The declaration came 42 days, two 21-day incubation cycles of the disease, since the last confirmed Ebola patient, who was a secondary case of the flare up, tested negative for a second time.

In a statement, read over the Sierra Leone Broadcasting Corporation, the Minister of Health, Abu Bakarr Fofanah, thanked the people, on behalf of President, Ernest Bai Koroma, for the success in combating the “scourge."

He said since the first virus’ outbreak in Zaire in 1976, there have been 40 outbreaks worldwide with 35 recorded in Africa, except for South Africa, which experienced only one outbreak.
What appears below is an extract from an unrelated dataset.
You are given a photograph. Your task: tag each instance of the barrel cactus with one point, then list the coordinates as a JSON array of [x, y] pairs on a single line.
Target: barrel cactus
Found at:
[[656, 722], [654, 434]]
Minister Fofanah said each of the countries have had more than one outbreak of the virus.

He cautioned that though Sierra Leoneans should be happy about the end of the virus, they must avoid complacency, quoting experts as saying the risk for the virus to resurge again is high.

The announcement was made at a joint press conference this morning by the WHO and the Health Ministry, with the both entities described the occasion as another "milestone" in the country's effort to defeat Ebola.
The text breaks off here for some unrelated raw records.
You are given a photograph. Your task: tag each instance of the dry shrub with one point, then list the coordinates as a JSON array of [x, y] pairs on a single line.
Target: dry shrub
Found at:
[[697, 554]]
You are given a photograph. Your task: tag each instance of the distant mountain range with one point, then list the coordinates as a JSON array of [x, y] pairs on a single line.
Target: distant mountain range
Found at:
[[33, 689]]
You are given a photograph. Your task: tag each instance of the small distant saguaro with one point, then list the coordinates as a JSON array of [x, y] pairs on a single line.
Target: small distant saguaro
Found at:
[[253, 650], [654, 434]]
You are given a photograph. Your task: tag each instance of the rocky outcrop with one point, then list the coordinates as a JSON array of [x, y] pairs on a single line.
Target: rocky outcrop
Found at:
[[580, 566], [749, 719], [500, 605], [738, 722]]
The WHO commended the Government, partners and the Sierra Leonean people on the "effective and swift response" to the latest outbreak.

The WHO's Country Representative in Sierra Leone is continuously stressing that Sierra Leone, Liberia and Guinea are "still at risk of Ebola flare ups, largely due to virus persistence in survivors" and request that they remain on the alert.

Dr. Anders Nordstrom admonished Sierra Leoneans to "ensure that existing early warning systems and the capacity already in place are maintained and strengthened."

The epidemic, which first erupted in Guinea in March 2014, ended up crossing over to Liberia and Sierra Leone, killing over 11,000 people in the sub-region and claiming the lives of 3,590 people, including 222 healthcare workers, in Sierra Leone.